Шрифт:
Закладка:
— Радость моя, где же ты была? Что с тобой случилось? Слава тебе Господи, все-таки смилостивился, вернул мне мою девочку!
А сзади появляется отец. Реденькие волосы его всклокочены. Он останавливается на верхней площадке, моргая глазами, и запахивает халат, а потом спускается вниз со словами:
— В чем дело? Что это? Что случилось? (И почему это в критические моменты они всегда говорят такие банальные слова?)
Сколько было объятий и поцелуев, сколько непроизнесенных ругательств! И они принялись стаскивать с нее промокшее платье, и включили в гостиной электрический камин, и мать укутала ее в одеяло, и только краем уха они слушали ее объяснения.
— Ну уж это я не знаю что! — восклицал время от времени Джордж, а миссис Мулкэрнс все повторяла:
— Никогда, никогда больше не отпущу тебя одну! Когда я была в твоем возрасте, мне никогда этого не разрешали.
И много еще было нежных слов, радостных восклицаний и воркотни. И самым спокойным лицом все это время оставалась Джозефин, которая рассказывала о своих похождениях с таким видом, как будто это была самая обычная загородная прогулка.
Отец Питера — Большой Падар — ждал у двери, время от времени мрачно высовываясь на дождь. На нем только полосатая рубашка, пузырем спускающаяся на плоский живот. Брюки на подтяжках подкручены у щиколоток повыше войлочных шлепанцев. Лицо красное. Но вот появляется его сын. Он идет по улице чуть ли не вприпрыжку, останавливаясь то и дело, чтобы прицелиться в птичку и сказать «бах», причем вид у него такой, будто ничего и не случилось. И отец кидается к лестнице и орет во все горло наверх: «Идет, Мэри! Он идет!» — задерживается ровно настолько, чтобы успеть расслышать в ответ восторженный, дрожащий от слез возглас: «Слава тебе Господи! Ох, слава тебе Господи!» — и летит к калитке встречать.

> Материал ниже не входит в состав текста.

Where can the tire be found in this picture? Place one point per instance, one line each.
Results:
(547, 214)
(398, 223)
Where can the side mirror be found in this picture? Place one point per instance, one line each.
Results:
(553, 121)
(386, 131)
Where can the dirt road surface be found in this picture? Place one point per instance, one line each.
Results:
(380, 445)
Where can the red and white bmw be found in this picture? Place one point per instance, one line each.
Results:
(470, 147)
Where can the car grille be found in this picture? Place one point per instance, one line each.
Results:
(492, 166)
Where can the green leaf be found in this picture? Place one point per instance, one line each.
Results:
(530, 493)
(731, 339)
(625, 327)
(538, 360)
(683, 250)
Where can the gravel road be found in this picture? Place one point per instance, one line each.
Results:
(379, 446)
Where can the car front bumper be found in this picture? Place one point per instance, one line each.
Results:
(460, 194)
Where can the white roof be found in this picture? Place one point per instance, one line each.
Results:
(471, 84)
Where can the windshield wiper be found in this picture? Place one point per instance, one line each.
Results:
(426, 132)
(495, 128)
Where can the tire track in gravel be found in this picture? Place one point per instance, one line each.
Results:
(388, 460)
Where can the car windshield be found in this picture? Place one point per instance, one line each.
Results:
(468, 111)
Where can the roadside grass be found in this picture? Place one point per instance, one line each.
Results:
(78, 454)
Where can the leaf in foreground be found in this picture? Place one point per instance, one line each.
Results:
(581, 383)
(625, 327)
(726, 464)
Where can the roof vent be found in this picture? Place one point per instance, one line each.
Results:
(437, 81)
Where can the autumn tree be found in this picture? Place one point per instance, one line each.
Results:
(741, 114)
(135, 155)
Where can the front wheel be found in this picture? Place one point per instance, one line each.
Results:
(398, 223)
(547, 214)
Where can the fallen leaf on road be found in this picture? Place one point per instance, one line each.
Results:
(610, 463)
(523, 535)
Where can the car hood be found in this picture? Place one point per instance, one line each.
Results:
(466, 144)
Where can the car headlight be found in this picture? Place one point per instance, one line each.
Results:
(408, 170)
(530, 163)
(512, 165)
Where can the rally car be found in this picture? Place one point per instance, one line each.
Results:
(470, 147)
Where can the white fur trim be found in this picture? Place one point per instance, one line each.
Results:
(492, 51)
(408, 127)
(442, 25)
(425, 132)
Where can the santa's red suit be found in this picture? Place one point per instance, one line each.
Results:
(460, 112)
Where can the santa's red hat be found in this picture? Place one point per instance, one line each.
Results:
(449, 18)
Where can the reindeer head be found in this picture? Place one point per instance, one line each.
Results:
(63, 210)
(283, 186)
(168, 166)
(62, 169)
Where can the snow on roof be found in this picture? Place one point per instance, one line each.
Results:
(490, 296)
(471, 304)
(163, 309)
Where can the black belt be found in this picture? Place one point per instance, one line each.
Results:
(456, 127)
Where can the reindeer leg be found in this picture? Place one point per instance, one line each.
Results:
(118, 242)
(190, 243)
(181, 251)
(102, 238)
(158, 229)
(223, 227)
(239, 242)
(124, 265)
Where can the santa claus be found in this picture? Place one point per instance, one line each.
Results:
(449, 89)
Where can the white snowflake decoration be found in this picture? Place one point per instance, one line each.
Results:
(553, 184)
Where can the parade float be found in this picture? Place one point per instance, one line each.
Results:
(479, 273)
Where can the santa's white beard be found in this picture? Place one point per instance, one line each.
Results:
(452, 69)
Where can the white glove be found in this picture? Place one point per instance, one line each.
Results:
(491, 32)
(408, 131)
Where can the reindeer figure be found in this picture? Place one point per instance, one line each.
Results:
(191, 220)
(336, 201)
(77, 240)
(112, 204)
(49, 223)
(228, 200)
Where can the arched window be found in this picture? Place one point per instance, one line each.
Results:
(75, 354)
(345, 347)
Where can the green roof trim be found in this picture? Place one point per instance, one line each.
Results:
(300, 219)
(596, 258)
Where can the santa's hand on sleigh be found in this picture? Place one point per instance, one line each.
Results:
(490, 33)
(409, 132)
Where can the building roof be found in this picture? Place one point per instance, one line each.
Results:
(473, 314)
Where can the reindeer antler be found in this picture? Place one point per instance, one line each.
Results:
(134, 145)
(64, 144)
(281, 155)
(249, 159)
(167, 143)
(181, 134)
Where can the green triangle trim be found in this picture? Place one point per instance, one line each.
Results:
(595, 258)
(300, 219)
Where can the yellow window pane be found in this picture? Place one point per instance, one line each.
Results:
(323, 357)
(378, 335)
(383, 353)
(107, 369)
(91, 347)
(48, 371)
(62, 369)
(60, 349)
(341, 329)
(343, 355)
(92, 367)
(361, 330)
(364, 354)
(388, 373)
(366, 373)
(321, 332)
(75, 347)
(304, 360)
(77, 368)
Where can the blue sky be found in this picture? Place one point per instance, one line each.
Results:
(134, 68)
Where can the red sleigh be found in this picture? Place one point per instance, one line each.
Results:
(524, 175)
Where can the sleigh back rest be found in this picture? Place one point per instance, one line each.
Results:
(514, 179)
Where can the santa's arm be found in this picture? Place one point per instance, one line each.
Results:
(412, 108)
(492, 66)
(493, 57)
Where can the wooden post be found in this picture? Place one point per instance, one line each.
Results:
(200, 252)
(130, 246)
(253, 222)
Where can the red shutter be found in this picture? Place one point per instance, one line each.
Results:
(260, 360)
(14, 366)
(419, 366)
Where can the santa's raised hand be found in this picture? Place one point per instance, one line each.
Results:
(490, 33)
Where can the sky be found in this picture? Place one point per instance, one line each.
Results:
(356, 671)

— Где был? Ты где был? — орет он.
Падар всегда орет, какой бы ни был повод для волнения: упустил ли он утку, сорвалась ли с крючка рыба или пропал ни с того ни с сего на всю ночь сын, и погиб, и, наверно, лежит теперь на пустынном холме, застреленный из отцовского ружья. Хватает сына за плечо.
— О Господи, где ты пропадал, Питер? — спрашивает он умоляюще. — Не умер? Живой? И ради всего святого, отдай мне ружье.

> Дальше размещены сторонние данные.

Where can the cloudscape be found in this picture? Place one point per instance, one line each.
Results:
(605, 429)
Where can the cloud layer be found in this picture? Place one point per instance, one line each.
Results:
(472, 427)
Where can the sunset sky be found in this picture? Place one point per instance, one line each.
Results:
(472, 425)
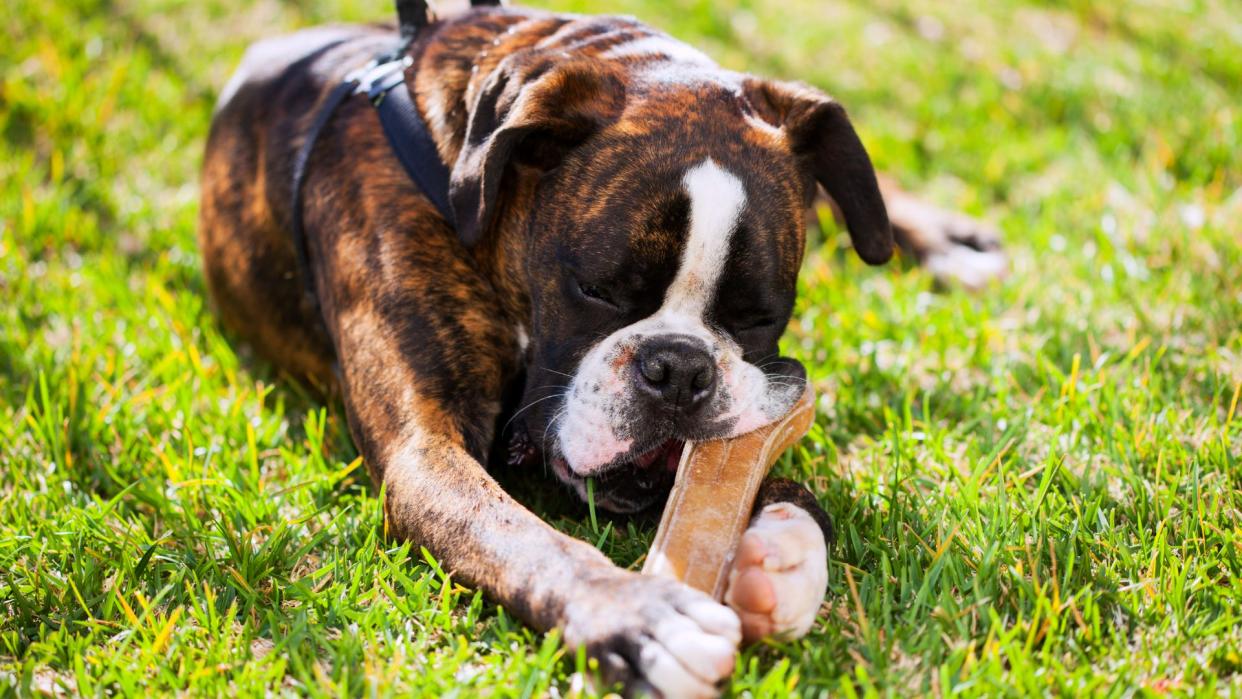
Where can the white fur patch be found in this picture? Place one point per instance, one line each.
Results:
(590, 431)
(717, 199)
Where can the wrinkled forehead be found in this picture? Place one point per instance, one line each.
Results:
(640, 194)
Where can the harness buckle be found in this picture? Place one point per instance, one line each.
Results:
(376, 78)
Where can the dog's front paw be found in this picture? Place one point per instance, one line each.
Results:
(779, 575)
(655, 636)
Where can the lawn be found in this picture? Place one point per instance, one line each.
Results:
(1037, 488)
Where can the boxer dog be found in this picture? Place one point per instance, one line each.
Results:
(630, 221)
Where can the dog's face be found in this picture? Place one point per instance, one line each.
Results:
(663, 245)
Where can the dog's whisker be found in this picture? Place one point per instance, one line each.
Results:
(532, 404)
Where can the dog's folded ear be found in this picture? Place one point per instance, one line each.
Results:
(528, 113)
(821, 135)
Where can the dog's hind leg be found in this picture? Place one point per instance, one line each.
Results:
(955, 247)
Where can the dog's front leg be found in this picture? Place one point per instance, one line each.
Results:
(414, 432)
(780, 572)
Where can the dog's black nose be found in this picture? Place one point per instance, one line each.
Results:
(676, 370)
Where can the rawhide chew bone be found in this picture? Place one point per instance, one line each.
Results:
(713, 494)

Берет ружье, смотрит на него и, убедившись, что оно в порядке, облегченно вздыхает. И ведет он себя совершенно непонятно: прячет ружье в штанину и, придерживая его через карман, шепчет:
— Смотри, чтобы мать не знала, слышишь, не должна она знать, что я тебе ружье давал! — А потом снова начинает орать.

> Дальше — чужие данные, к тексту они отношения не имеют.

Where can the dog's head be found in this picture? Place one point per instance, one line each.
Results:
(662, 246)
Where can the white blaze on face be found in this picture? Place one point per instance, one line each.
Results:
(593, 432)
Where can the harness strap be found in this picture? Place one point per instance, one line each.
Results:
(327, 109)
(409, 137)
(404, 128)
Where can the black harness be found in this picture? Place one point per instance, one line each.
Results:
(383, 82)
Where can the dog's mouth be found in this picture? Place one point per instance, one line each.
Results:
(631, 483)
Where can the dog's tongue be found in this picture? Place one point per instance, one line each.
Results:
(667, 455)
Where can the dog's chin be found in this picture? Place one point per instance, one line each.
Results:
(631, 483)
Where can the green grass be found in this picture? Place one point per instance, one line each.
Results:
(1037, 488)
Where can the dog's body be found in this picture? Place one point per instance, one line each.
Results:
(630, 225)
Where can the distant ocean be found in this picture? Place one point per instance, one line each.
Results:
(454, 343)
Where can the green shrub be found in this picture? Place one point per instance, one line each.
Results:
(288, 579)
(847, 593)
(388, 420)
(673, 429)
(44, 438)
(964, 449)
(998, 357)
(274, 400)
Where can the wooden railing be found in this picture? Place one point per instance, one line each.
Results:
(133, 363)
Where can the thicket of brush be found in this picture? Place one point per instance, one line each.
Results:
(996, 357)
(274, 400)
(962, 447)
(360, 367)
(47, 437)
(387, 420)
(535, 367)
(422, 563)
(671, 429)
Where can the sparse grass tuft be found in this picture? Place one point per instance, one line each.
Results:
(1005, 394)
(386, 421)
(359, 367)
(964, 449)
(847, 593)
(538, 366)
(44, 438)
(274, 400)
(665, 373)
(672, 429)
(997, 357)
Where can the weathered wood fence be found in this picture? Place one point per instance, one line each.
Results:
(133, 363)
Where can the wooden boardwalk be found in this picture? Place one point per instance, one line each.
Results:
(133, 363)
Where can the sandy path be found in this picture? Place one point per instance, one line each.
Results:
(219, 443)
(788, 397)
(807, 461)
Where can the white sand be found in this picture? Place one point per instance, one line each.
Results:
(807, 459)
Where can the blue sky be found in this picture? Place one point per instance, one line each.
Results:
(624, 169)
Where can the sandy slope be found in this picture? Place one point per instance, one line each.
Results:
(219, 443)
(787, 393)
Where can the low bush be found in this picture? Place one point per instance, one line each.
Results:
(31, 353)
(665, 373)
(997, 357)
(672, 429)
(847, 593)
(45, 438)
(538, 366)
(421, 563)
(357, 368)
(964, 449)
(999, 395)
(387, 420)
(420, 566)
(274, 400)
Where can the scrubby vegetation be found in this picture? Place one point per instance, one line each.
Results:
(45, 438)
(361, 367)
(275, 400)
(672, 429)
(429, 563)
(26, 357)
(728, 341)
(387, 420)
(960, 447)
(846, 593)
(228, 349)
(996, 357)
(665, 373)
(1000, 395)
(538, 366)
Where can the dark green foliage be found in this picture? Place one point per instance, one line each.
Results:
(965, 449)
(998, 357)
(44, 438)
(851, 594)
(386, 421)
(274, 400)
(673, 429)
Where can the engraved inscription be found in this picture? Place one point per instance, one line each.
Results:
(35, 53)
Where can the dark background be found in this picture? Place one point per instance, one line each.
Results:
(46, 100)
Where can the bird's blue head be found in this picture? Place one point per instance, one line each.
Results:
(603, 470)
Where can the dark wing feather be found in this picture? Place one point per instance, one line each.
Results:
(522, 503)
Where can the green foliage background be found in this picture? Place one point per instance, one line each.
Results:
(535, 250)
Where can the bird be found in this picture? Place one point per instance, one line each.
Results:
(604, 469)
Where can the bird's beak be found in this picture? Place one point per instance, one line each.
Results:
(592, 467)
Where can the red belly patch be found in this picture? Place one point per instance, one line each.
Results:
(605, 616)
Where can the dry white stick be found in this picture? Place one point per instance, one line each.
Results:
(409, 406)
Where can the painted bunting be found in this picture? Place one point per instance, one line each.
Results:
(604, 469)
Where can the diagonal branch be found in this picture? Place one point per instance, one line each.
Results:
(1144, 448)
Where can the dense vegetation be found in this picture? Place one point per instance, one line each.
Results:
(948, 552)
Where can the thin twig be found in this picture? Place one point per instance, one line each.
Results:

Мэри, жена его, заключает сына в объятия и ведет в кухню, где пышет докрасна раскаленная плита и алюминиевый чайник чуть не подпрыгивает от жара, садится на стул и начинает раскачиваться, не выпуская сына, — вернее, дело кончается тем, что сын берет ее в объятия, говоря:
— Ну, мама, ну, мама, чего же сейчас-то плакать? Утри глаза, слышишь! Я же цел и невредим, и ничего особенного не случилось.
И все это время он помнит, что отец выскользнул в другую комнату, чтобы спрятать ружье в футляр, и думает о том, как он любит своих родителей, хотя оба они такие разные, и о том, как ему повезло, что кто-то его самого так сильно любит, и тут же думает, что он не виноват, что напугал их, что, в конце концов, произошло все это по не зависящим от него причинам.
Наконец Питер укладывает родителей спать, и успокаивает их, и целует мать, а потом идет в кухню, заваривает себе чай, и садится у огня, и думает о случившемся, а в глазах у него стоит девочка с прилипшими к голове волосами, и он говорит:
— А ведь, знаете, мне эта девчонка нравится.
Но никто, кроме него самого, этих слов не слышит.
* * *Когда Туаки, как мокрая крыса, юркнул в дом, там уже чуть ли не поминки по нем справляли. У открытого очага вокруг матери, сидевшей с воспаленными от слез глазами, собрались соседки. Там была и мать Паднина О’Мира, и еще две женщины, потому что думайте там что хотите, а кто же тогда и друг, как не тот, кто с вами горе разделит? Итак, Кладдах в тот день на рассвете оделся в траур. Во всем поселке не было человека, который не знал бы, что бедный Туаки не то умер, не то утонул, не то похищен, хотя нашлись и такие Фомы неверные, которые считали, что последнее вряд ли вероятно. «Ну, на что мог понадобиться Туаки похитителям?» — недоумевали они.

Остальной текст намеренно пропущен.